Employees outside the ranks of public safety who retired in 2011 with 20 or more years averaged nearly $68,000 - 107 percent more than what co-workers who retired in 2002 get on average, county retirement records show.
The dramatic jump - four times greater than the rise in the cost of living - has affected at least 758 career employees who have retired under enhanced pension benefits approved by the Board of Supervisors in 2002 and rolled out for public safety workers in 2003. Higher benefits approved for other workers began in 2004.
Both deals granted a higher percentage of compensation for every year worked and lowered the retirement age, to 50 for public safety workers and 60 for all other workers.
Outrage over public pensions is sweeping through California and the nation. Many workers in the private sector, who've seen their employers shed defined-benefit pension plans in favor of 401(k)-type plans, are demanding that government do the same.
One former county sheriff who gets substantially less in retirement than his successors called the higher county pension amounts "obscene."
"Not only the pension piece, but the salaries," said Mark Ihde, a two-term sheriff who retired in 1997 with a pension that is now little more than a quarter of the retirement earned by the latest retiring sheriff.
The scrutiny comes in an era of austerity for government, with less money available for roads, parks, libraries, health and welfare programs and a range of other services. Higher retirement benefits were granted years ago, in part to attract and retain workers, but also as a strategy intended to slow the rising pace of salaries. Now those deferred costs are coming due.
The higher pensions promised to the current workforce are a key factor, along with investment losses, in the county retirement system's long-term shortfall, now set at $353 million. The system's investment portfolio is valued at $1.8 billion.
Taxpayer costs for county pensions, including payments on bond debt, meanwhile, have risen 401 percent in the past 12 years, to $87.2 million a year.
The employees' share of pension costs rose 152 percent, to $37.3 million, in the 10-year period ending in 2010, the latest year for which those figures are available.
Newly disclosed county retirement data show career workers account for a majority of the benefits paid by the system. And the average pension for career workers is continuing to rise rapidly, putting further pressure on strained public services.
"It's not a pretty picture," said Valerie Brown, the only current Board of Supervisors member who was serving when the board unanimously approved the higher benefits.
After Sonoma County pension officials rejected requests to release individual records that could shed light on retirement costs, The Press Democrat in 2010 sued the Sonoma County Employees' Retirement Association to gain access to those records. A local judge and an appellate court panel subsequently ordered the data to be made public.
The first batch of records disclosed last year showed that 98 individuals in the system draw annual benefits of $100,000 or more, including three county officials who now get pensions topping $200,000.

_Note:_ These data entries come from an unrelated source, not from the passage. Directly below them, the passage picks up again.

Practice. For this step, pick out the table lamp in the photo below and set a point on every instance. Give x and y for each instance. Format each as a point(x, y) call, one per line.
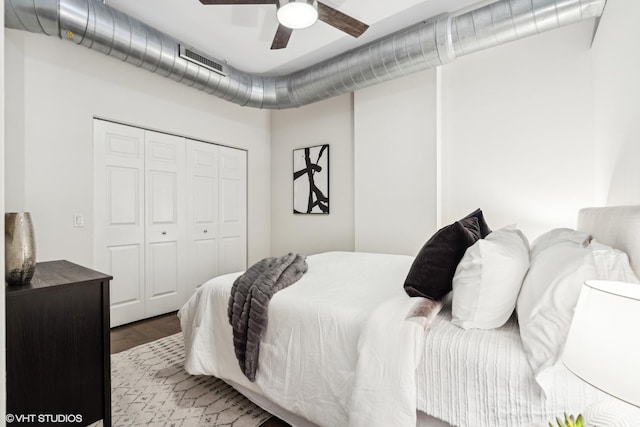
point(603, 349)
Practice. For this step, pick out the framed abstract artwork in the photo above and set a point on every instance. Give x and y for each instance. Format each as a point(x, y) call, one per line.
point(311, 180)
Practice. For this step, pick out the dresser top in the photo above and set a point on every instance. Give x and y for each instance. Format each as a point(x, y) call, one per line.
point(56, 273)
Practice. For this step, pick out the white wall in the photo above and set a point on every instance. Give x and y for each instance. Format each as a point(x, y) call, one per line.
point(3, 374)
point(327, 122)
point(63, 86)
point(517, 126)
point(616, 67)
point(395, 164)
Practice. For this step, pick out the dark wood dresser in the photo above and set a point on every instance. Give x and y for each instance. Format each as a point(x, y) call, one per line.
point(58, 347)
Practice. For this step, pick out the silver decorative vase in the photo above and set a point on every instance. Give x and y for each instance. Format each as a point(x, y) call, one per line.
point(19, 247)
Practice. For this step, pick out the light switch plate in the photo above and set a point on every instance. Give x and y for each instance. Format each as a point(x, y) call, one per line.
point(78, 220)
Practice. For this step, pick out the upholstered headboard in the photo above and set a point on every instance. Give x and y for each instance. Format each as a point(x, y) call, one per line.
point(617, 226)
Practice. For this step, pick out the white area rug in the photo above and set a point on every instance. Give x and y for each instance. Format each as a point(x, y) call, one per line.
point(149, 386)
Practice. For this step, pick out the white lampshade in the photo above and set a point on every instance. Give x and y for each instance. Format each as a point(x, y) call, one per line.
point(297, 14)
point(603, 346)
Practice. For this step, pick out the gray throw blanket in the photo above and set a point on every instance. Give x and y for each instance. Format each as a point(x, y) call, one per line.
point(249, 301)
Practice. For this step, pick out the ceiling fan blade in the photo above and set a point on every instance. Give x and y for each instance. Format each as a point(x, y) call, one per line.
point(339, 20)
point(281, 39)
point(238, 1)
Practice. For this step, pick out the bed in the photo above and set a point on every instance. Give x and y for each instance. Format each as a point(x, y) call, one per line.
point(343, 346)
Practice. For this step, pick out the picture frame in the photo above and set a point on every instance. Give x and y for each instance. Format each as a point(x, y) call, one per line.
point(311, 180)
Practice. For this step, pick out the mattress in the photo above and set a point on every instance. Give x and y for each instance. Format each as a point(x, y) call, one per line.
point(337, 351)
point(313, 360)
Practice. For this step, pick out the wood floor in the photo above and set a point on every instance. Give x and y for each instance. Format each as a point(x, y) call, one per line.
point(137, 333)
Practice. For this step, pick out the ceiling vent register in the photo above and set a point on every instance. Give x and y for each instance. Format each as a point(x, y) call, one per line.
point(198, 58)
point(428, 44)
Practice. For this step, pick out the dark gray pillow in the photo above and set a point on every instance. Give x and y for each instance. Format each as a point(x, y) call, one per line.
point(484, 228)
point(432, 271)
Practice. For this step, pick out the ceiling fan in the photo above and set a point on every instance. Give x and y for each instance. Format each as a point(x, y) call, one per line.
point(297, 14)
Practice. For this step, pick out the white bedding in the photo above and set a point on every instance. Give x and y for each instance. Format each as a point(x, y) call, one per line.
point(319, 344)
point(476, 377)
point(309, 357)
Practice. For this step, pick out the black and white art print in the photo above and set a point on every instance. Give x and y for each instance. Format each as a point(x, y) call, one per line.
point(311, 180)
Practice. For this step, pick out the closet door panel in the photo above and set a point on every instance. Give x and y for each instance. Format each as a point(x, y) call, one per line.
point(233, 210)
point(165, 213)
point(118, 216)
point(202, 212)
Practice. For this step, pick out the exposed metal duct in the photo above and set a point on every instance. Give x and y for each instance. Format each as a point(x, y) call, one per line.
point(428, 44)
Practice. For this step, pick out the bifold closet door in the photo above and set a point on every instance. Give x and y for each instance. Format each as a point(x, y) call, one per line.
point(119, 246)
point(233, 210)
point(170, 214)
point(165, 225)
point(202, 212)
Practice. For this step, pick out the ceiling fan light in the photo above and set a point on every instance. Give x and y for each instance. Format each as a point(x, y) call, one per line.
point(297, 14)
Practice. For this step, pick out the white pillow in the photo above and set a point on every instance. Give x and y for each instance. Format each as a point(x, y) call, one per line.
point(549, 295)
point(488, 279)
point(556, 236)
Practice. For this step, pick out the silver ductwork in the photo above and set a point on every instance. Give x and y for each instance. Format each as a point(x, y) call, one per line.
point(425, 45)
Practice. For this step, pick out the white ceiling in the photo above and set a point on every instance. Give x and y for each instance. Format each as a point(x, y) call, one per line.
point(241, 35)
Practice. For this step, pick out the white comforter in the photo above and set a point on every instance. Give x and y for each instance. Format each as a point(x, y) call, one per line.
point(322, 357)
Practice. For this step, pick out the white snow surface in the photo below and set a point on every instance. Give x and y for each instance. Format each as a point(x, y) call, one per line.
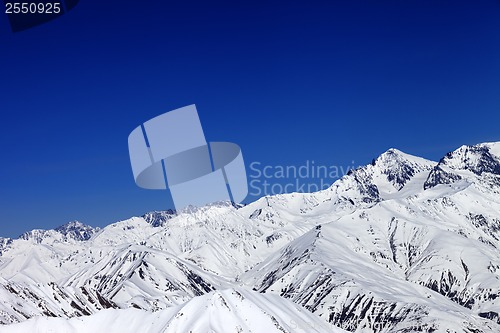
point(221, 311)
point(401, 245)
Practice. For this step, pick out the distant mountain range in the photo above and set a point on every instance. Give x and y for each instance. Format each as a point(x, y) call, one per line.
point(400, 245)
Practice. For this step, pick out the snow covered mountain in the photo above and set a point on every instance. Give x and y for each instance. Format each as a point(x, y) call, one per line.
point(401, 245)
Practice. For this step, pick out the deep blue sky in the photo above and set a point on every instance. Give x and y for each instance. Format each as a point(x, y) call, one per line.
point(328, 81)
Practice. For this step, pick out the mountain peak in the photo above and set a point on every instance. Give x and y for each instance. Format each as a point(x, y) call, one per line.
point(476, 159)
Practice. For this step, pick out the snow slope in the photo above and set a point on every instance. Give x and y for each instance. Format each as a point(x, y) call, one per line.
point(401, 245)
point(230, 310)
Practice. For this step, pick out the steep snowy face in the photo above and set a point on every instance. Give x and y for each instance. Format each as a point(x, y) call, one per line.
point(466, 162)
point(400, 245)
point(385, 176)
point(74, 230)
point(159, 219)
point(224, 311)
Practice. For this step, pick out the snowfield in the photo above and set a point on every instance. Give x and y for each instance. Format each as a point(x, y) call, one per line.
point(401, 245)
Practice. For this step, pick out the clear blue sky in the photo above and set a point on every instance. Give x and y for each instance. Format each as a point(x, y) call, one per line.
point(329, 81)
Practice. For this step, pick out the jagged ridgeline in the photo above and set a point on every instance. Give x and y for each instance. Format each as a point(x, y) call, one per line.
point(400, 245)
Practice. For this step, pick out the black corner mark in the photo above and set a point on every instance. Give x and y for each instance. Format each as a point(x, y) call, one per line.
point(28, 14)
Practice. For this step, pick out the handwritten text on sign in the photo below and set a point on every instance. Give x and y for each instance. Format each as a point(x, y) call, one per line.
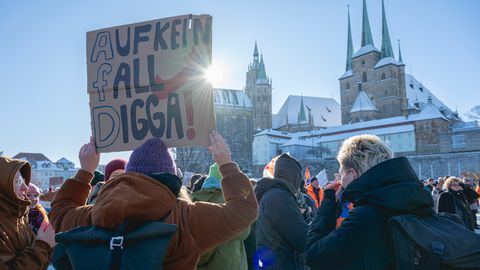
point(147, 80)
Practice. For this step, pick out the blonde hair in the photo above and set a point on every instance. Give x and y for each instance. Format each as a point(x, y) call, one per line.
point(363, 152)
point(451, 180)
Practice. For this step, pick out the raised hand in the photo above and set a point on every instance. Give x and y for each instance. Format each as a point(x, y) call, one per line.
point(89, 158)
point(46, 234)
point(219, 149)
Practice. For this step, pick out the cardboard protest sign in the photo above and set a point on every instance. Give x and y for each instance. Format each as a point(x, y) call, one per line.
point(147, 80)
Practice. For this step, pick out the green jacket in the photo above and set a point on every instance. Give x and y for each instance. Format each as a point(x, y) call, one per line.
point(229, 255)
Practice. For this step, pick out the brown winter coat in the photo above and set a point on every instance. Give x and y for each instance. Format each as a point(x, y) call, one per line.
point(201, 226)
point(18, 247)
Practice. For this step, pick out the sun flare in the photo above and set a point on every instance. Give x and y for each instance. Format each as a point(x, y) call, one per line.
point(213, 74)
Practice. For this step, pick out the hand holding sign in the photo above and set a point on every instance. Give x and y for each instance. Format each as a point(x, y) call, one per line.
point(47, 234)
point(89, 158)
point(219, 149)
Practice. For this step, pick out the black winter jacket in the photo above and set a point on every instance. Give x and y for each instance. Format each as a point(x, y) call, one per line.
point(281, 231)
point(454, 202)
point(363, 240)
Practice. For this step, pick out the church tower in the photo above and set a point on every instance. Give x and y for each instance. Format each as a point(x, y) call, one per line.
point(372, 74)
point(259, 89)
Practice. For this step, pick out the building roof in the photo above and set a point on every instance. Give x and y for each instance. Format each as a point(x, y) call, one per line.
point(31, 156)
point(63, 160)
point(386, 61)
point(325, 111)
point(363, 103)
point(365, 49)
point(465, 126)
point(231, 98)
point(367, 38)
point(418, 96)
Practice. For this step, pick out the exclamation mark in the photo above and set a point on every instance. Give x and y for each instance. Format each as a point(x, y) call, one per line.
point(189, 109)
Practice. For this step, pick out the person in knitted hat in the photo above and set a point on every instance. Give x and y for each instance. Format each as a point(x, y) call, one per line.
point(152, 157)
point(19, 247)
point(36, 212)
point(148, 190)
point(97, 184)
point(114, 168)
point(280, 219)
point(229, 255)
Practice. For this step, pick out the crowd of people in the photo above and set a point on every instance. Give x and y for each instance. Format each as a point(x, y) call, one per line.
point(224, 220)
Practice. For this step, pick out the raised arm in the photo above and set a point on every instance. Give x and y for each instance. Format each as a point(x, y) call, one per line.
point(69, 209)
point(213, 224)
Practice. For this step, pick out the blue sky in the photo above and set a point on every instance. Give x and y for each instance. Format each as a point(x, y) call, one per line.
point(44, 102)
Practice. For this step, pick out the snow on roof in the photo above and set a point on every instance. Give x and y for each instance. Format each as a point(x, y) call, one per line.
point(383, 126)
point(425, 114)
point(462, 126)
point(325, 111)
point(273, 132)
point(348, 73)
point(365, 49)
point(301, 141)
point(418, 95)
point(63, 160)
point(363, 103)
point(231, 97)
point(372, 131)
point(386, 61)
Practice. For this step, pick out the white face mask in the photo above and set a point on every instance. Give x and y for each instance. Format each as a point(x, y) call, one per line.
point(19, 186)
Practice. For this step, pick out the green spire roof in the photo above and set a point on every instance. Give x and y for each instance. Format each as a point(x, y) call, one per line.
point(366, 31)
point(349, 45)
point(387, 50)
point(399, 53)
point(262, 75)
point(302, 116)
point(255, 53)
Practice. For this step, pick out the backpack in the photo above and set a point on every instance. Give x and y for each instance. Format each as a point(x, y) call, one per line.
point(133, 245)
point(437, 241)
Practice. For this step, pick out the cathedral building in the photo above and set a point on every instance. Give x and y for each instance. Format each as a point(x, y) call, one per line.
point(258, 88)
point(375, 85)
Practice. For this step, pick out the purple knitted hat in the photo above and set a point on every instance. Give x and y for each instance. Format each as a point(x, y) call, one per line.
point(152, 156)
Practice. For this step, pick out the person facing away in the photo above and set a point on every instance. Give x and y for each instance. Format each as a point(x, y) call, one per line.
point(19, 247)
point(453, 201)
point(379, 186)
point(113, 168)
point(148, 191)
point(281, 230)
point(315, 191)
point(437, 190)
point(231, 254)
point(471, 195)
point(36, 212)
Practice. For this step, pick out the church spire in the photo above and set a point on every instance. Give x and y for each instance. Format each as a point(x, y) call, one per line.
point(400, 60)
point(349, 44)
point(387, 50)
point(302, 117)
point(366, 31)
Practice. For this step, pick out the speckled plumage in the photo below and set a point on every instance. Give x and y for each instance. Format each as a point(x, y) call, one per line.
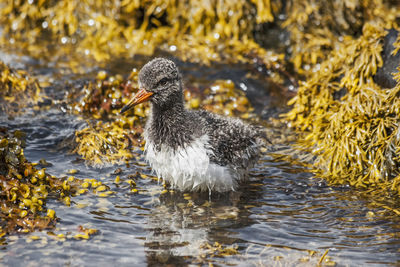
point(193, 150)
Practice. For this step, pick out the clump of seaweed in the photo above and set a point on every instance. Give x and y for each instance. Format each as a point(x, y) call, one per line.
point(110, 137)
point(318, 27)
point(102, 30)
point(17, 89)
point(351, 122)
point(24, 189)
point(224, 98)
point(107, 142)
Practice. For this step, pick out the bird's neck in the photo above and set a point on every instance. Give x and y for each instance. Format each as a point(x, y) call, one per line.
point(168, 124)
point(171, 107)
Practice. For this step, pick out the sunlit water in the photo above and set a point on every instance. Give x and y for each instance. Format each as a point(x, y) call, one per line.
point(282, 216)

A Press Democrat analysis using more detailed retirement data received this year shows how those higher benefits for career workers are driving up pension costs.
The newly obtained records cover 3,992 county retirees, special district workers and their beneficiaries. The additional information shows the effect in the past decade that more generous pension formulas, years of service, classification as a public safety or "general" employee, salary hikes and the layering of premium pay and perks into pensions have had on retirement benefits.
The records show:
The system's 1,293 career retirees going back to 1969 - those with 20 or more years of employment - account for 32 percent of the members but 57 percent of the benefits paid out annually. Their $52,800 average pension is 76 percent higher than the overall average of $30,000.
Pension officials and labor representatives often cite the lower figure to counter critics protesting costly pensions. But the lower figure includes those who worked as few as five years and those who left the county workforce as far back as 1969.
The average benefit for the 789 career workers who retired from 2002 through 2011 is $64,600, up from $34,900 in the previous decade.